Aryabhata
Aryabhata (476–550) was a great astrologer and mathematician of ancient India . He composed the book Aryabhatiya , in which many principles of astrology are presented.
According to another belief, he was born in the Ashmak country of Maharashtra . His
scientific work could be respected only in the capital. Therefore, after a
long journey, he was located in Kusumpur near modern Patna and completed his compositions in
Rajsanidhya. Their origin is believed to be in the Bhatt Brahmbhatt
Brahmin community.
Birth place of
Aryabhata
Although the year of Aryabhata 's
birth is clearly mentioned in the Aryabhatiya, there is controversy about the
actual place of his birth. Some believe that he was born in the
region between the Narmada and
the Godavari , known
as the Ashmaka, and identify Ashmaka with central India, which includes Maharashtra and Madhya Pradesh ,
although early Buddhist texts refer to the Ashmaka as the south. 2 ,
as Dakshinapatha or the Deccan , while other texts state that the
people of Ashmaka must have fought with Alexander , so that Ashmaka should be further
north.
According to a recent study, Aryabhata was a resident of Chamravattam (10
Uttar51, 75E45) in Kerala . According to the study, Asmaka was a Jain region which was spread
around Shravanabelagola and got its name because of the stone pillars
here. Chamravattam was a part of this Jain settlement, the evidence of
this is the Bharatapuzha river which is named after the mythological king
Bharata of the Jains. Aryabhata has also mentioned King Bharata while
defining the eras - in the fifth verse of Dasgitika, the description of the
period that has passed till the time of King Bharat comes. In those days
there was a famous university in Kusumpura where Jains had a decisive influence
and Aryabhata's work thus reached Kusumpura and was also liked.
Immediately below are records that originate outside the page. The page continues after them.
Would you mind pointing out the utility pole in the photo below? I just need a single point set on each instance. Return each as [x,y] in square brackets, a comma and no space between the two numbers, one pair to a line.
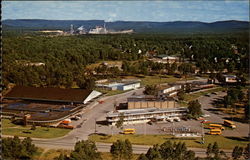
[112,130]
[202,134]
[95,126]
[173,128]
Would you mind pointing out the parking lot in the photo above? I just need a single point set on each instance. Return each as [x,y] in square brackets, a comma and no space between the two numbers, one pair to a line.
[183,126]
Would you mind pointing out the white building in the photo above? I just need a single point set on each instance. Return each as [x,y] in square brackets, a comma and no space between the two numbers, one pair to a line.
[120,86]
[129,86]
[230,78]
[134,116]
[169,90]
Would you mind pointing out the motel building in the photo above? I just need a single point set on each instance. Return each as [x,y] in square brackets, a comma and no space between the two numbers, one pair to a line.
[134,116]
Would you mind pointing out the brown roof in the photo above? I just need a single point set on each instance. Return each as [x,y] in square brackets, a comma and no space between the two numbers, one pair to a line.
[48,94]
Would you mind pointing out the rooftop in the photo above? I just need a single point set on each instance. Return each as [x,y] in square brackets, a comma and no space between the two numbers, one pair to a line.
[143,111]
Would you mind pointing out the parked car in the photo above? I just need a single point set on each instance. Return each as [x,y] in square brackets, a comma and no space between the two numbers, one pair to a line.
[205,121]
[205,115]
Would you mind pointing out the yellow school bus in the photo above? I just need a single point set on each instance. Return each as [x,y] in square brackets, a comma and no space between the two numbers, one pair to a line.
[216,126]
[129,131]
[215,132]
[229,124]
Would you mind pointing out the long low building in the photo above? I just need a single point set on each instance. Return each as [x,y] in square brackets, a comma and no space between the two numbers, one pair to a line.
[120,85]
[80,96]
[45,105]
[137,102]
[169,90]
[133,116]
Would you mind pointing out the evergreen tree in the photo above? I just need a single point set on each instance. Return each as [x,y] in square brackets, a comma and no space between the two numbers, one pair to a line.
[85,150]
[121,150]
[237,152]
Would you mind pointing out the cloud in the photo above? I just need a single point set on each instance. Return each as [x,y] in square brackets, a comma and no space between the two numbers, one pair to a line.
[128,10]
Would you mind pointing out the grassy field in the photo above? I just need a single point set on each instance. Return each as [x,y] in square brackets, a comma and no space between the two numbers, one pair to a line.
[52,153]
[223,142]
[9,128]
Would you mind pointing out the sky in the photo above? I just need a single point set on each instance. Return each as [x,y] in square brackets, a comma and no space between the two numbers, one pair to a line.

However, it is fairly certain that he had gone to Kusumpura for
higher education at one point or another and lived there for some time. Bhaskara I (629
AD) identified Kusumpura as Pataliputra (modern Patna ). He used to live there during
the last days of the Gupta Empire . This was the period known as the Golden Age of India, with the Huns invading
the northeast during the empire of Buddhagupta and some minor
kings before Vishnugupta .
Aryabhata used Sri Lanka as a reference for his astronomical systems and the
Aryabhatiya mentions Sri Lanka on
several occasions .
Masterpieces
Information about three texts composed by Aryabhata is available even
today. Dashgitika, Aryabhatiya and
Tantra. But according to experts, he wrote another book - Aryabhata
Siddhanta. At present only 34 of his verses are available. This book
of his was widely used in the seventh century. But there is no definite
information about how such a useful book got lost.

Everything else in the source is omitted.